Matt lifted the screen so I could see. I was right.

“What are you going to tell him?” That whimsical moment was gone, reality pouring over me.

“What do you want me to tell him?” He hit the silence on his ringer, waiting for me to answer. “What happened last night . . . if you don’t want anyone to know, I swear I won’t tell a soul. I’ll take it to the grave. Just tell me what you want.” His voice got tighter with each word as he searched my face for any hint of what to do next.

“Are you saying you’d be okay with lying to your own brother about the two of us sleeping together?” I scooted away from him, trying to ignore Jacob’s second call coming in.

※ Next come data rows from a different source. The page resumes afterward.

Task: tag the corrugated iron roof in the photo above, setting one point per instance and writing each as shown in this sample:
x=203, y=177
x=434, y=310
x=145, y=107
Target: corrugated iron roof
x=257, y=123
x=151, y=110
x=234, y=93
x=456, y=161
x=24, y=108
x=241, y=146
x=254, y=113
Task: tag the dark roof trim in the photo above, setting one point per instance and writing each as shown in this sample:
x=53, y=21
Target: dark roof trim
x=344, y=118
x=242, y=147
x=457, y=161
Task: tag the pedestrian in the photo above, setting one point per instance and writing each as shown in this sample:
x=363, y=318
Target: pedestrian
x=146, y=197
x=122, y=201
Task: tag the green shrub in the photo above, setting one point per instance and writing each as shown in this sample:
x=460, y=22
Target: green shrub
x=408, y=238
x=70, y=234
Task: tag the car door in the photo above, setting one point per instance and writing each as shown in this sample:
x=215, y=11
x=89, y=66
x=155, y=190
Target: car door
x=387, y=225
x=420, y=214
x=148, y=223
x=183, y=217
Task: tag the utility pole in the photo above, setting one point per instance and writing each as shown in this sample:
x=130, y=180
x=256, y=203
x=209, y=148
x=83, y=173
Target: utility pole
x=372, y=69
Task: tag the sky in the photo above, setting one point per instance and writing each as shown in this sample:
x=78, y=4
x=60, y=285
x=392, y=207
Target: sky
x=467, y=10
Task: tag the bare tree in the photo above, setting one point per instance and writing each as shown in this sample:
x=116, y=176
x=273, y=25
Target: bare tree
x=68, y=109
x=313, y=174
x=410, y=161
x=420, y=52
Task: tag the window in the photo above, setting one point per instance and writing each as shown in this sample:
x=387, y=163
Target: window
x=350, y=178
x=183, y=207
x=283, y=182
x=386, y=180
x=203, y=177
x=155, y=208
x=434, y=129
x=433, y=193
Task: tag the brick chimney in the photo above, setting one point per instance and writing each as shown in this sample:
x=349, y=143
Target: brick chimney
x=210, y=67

“I’m saying I’d be okay with anything if it’s what you wanted.”

When I wanted to cry from his words, I forced my eyes to narrow and my body to continue scooting away. “I want you to leave me alone. You had your chance to explain. You gave me your side of the story. Now leave me alone.” I shoved to my feet, adjusting the sheet so it was still covering me. “I don’t want you, Matt. I never have.”

His face remained unaffected, but his eyes gave him away. The look in them made me feel like I was being ripped apart from the inside out. I was breaking him, one word at a time, and I hated myself more for what I was doing to Matt now than for how I’d betrayed Jacob last night.

“I want Jacob.”

In the end, they say it’s the lies we tell that define us more than the truths we admit. I already knew that. The lie I’d been telling for years had been defining me for just as long.

I loved Jacob. Not Matt.

That was the only version of myself I knew.